Each month one of our Rotary members is required to give an informal talk on their livelihood, hobbies, or some other personal aspect. This helps us to get to know one another, much like the informal aperos we host in our homes (mine is coming up this week!) Jean Pierre is a member of the local Echanson de la Confrérie des Tastes Whisky Ecossais (brotherhood of whiskey tasters?) and provided our merry little group with the history, geography, lore and variety to be found in single malt whiskeys.


Let me start off by saying I've never had a whiskey in my entire life. Perhaps it will help put this post into perspective.


Our first taste was of Glenckinchie from the lowlands, an 'apero' or easy drinking whiskey, supposedly 'fruity' with notes of smoke, herbs, and spices. My first impression BURNING! AGRESSIVE! TONGUE GOING NUMB!!!

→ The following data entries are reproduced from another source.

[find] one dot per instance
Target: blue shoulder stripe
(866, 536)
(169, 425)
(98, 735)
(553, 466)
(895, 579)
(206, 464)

The next was Aberlour from the highlands speyside, more of a 'dinner' whiskey, with an earthy smell, a spicier longer flavor that developes and a bit easier on the palate (or mine had already gone numb.

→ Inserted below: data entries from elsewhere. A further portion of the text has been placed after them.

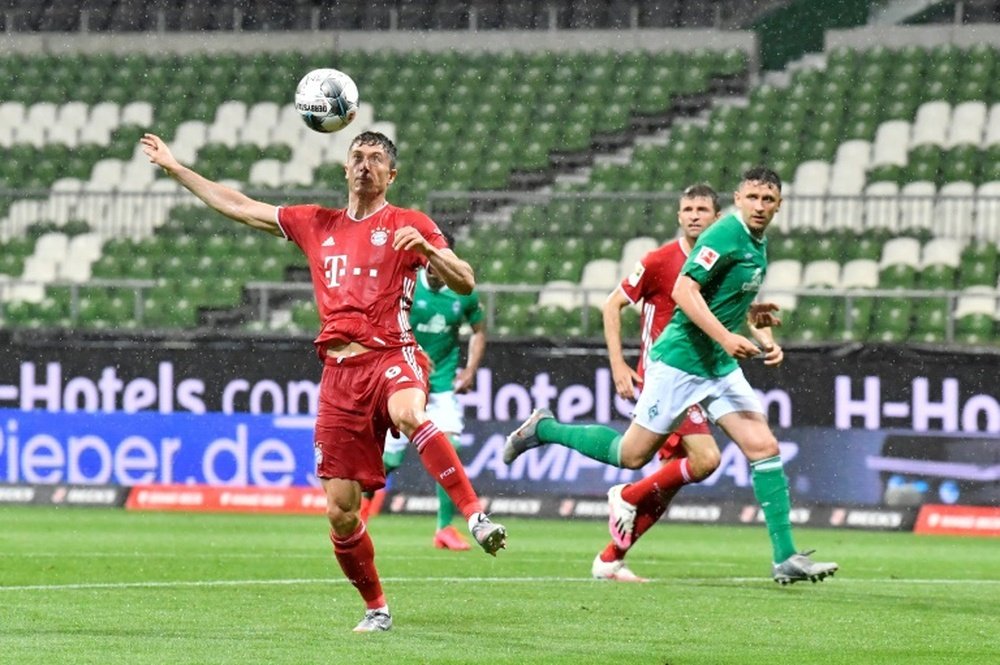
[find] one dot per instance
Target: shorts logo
(706, 257)
(380, 236)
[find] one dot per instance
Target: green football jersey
(729, 264)
(436, 317)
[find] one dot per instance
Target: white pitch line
(465, 580)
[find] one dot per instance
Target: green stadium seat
(892, 319)
(976, 328)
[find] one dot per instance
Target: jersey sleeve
(636, 285)
(473, 309)
(710, 255)
(293, 220)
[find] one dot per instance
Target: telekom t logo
(334, 268)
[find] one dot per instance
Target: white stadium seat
(859, 274)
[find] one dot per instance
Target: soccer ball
(327, 100)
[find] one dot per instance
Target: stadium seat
(860, 274)
(824, 273)
(783, 276)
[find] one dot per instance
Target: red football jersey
(652, 282)
(363, 287)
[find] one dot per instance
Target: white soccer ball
(327, 100)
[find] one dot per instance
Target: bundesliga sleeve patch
(636, 275)
(706, 257)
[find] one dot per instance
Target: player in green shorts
(695, 361)
(437, 315)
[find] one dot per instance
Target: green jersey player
(695, 361)
(437, 317)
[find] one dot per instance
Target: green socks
(770, 486)
(595, 441)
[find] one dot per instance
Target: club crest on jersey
(380, 236)
(706, 257)
(633, 279)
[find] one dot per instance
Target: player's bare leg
(355, 551)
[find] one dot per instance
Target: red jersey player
(363, 262)
(651, 283)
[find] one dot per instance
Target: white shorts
(668, 392)
(444, 411)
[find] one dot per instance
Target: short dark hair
(380, 139)
(761, 174)
(702, 190)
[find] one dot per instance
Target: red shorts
(353, 415)
(694, 422)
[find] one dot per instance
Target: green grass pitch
(95, 586)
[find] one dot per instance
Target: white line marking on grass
(84, 586)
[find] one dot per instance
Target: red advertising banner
(958, 520)
(205, 498)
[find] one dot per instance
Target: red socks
(651, 496)
(673, 474)
(356, 556)
(441, 461)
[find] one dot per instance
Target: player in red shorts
(651, 283)
(363, 261)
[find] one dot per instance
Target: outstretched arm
(622, 374)
(455, 272)
(687, 295)
(226, 200)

The third was also from the highlands speyside, a 12 yr old Strathisla. Out of the tasting this one one of the 'hardest' for me. Very harsh, dry, and acidy, almost like a highly tannin'd wine. Very warm and tingly and stayed in the mouth for a long time.

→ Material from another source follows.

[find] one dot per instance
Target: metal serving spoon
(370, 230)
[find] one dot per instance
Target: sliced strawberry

The last from the highlands speyside was a 1994 Speymalt Macallan. I found it to have a slightly sweet smell, light-ish with a more 'open' elegant flavor. The tasting notes say there are notes of chocolate...those I have yet to find!

Second to last was Old Putenay from the Northern Highlands, a not bad flavor and would tend to go well with salmon (which was quite luckily on the menu that night!)

We rounded off the evening with a strong drag at 58% from the Isle of Isla, Lagavulin. This was a very special draught. I can't say I liked it but it certainly stood out from the others. It was very very smokey, so much that it tasted like a doused forest fire. The 'nose' reminded me of bactine and it made my inner ear itch. With commendations like that I can't think why no one else would get fired up about it.

I must admit, I am a heathen. Jean Pierre did a fantastic job and each whiskey was prefaced about the region it came from, the history of the distillery, as well as a written up list on the color, nose, palate, and finish of each. To me, they all smelled like rubbing alcohol and they taste from one to the next varied so slightly as to be almost indistinguishable. And I thought my wine palate was undeveloped! I appreciated this lecture and learned quite a bit, the world of whiskey is a fascinating place steeped in history and secrets. I can appreciate those who appreciate a fine glass of whiskey but for me? I'll stick with my favorite malt product....

1 comment:

macay said...

Now, see, I liked Glenkinchie. (Friend-of-a-friend with serious Scottish bloodline went to homeland and brought some back over the pond for us to taste this past winter.) As one who's not really a fan of other whiskeys (ever down a shot of Wild Turkey? Owwww...), I can only explain it with the possibility of lowland genetic buried somewhere in my DNA.